My Attempt: Let's consider a general time when the line joining O and P makes angle $$\theta$$ with the line OA and the vector joining the origin and P can be written as $$\overrightarrow r = (2R+R\cos\theta)\hat i + (R\sin\theta)\hat j$$ Now consider a small time interval $$dt$$ after which the vector joining becomes $$\overrightarrow r+\overrightarrow{dr}$$ where $$\overrightarrow{dr}$$ is the change in vector position wrt origin to find which we can differentiate $$\overrightarrow{r}$$ wrt time which gives $$\overrightarrow{dr}=(R\omega\cos\theta)dt\hat{i} - (R\sin\theta\omega)dt\hat{j}$$ Now from the following figure Let the angle between $$\overrightarrow{r}$$ and $$\overrightarrow {r} + \overrightarrow {dr}$$ be $$d\alpha$$( as shown in following figure).
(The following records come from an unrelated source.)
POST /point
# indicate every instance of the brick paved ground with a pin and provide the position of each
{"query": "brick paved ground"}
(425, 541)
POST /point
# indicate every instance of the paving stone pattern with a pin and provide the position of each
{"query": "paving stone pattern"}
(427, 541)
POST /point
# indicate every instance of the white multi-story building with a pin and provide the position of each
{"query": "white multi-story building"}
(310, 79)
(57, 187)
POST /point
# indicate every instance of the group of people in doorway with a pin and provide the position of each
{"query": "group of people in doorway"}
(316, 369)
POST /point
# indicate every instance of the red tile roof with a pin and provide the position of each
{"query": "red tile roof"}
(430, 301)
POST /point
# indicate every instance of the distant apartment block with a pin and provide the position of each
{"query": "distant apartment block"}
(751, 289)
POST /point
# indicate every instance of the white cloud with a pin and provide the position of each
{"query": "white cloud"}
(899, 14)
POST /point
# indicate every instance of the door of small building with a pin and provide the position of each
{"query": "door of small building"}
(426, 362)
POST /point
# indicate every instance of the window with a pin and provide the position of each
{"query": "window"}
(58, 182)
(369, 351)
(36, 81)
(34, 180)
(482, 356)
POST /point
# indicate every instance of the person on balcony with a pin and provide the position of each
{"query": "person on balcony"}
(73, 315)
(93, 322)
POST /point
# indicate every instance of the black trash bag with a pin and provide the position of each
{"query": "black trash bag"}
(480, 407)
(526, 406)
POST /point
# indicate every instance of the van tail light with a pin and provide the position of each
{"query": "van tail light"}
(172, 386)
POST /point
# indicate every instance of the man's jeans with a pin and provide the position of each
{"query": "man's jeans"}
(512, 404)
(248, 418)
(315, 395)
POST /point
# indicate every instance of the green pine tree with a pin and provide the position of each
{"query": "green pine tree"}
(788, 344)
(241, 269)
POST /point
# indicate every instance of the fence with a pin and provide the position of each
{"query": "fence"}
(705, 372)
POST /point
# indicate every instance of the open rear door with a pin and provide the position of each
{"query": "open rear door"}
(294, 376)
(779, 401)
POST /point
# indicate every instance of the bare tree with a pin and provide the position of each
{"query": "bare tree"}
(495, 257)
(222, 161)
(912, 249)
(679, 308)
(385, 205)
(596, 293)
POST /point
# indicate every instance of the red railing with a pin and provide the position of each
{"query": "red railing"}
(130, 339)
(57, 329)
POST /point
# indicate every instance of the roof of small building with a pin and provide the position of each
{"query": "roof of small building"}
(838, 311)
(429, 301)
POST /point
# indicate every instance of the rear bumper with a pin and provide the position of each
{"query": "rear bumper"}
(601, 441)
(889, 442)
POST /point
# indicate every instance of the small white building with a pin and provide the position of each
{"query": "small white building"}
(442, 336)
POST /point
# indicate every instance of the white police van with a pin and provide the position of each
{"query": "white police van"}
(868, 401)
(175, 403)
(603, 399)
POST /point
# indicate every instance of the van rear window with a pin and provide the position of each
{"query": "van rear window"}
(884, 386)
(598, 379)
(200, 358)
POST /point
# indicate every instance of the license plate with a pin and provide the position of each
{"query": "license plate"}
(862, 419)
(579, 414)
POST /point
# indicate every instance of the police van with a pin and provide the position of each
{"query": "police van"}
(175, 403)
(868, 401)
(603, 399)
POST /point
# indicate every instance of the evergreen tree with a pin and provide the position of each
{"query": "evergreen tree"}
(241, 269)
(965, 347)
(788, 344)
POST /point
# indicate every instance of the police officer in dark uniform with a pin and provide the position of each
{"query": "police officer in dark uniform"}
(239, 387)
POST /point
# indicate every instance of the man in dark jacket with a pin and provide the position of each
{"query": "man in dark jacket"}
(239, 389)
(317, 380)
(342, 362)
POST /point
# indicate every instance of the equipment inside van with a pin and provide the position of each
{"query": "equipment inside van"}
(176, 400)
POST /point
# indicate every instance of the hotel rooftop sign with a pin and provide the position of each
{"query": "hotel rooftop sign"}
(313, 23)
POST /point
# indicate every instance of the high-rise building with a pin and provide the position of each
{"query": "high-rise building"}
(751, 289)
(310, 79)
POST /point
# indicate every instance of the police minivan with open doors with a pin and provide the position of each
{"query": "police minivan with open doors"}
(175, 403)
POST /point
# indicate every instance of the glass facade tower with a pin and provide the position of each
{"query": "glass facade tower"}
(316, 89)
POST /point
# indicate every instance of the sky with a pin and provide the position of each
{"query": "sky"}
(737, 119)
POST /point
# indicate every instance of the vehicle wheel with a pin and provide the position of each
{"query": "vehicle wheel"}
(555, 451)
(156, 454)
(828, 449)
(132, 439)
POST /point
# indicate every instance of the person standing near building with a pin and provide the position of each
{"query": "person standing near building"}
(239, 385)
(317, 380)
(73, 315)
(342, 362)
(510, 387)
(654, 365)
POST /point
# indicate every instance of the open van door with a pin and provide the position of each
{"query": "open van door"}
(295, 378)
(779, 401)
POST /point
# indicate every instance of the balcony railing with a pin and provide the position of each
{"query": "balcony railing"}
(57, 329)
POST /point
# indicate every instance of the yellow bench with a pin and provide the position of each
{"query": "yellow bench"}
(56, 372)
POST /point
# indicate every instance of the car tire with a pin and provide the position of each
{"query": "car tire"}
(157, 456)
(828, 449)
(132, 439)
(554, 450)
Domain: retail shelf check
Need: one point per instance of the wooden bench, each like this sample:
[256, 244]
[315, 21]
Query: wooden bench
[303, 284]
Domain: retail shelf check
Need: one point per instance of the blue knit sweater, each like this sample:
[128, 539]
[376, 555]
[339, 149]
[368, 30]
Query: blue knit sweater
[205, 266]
Hence |$$\overrightarrow{dr}$$|=|$$\overrightarrow{r}|d\alpha$$ |$$\overrightarrow(r)$$|=$$\sqrt{(4R^2\sin\theta + 5R^2)}$$ from geometry and |$$\overrightarrow{dr}$$|=$$R\omega dt$$. which gives $$d\alpha\over{dt}=\omega\over\sqrt{5+4\sin\theta}$$. Now the question asks for $$\theta=0$$ so it gives answer $$\omega\over{\sqrt{5}}$$. But the answer is $$\omega\over5$$.

I have no idea where I am going wrong. Any help would be appreciated.

1 Answer

You can't say $$dr = r d\alpha$$ in this case because relative to the origin, the particle has radial velocity. You need to find the tangential component $$v_t$$ and use $$\frac{d\alpha}{dt} r=v_t$$.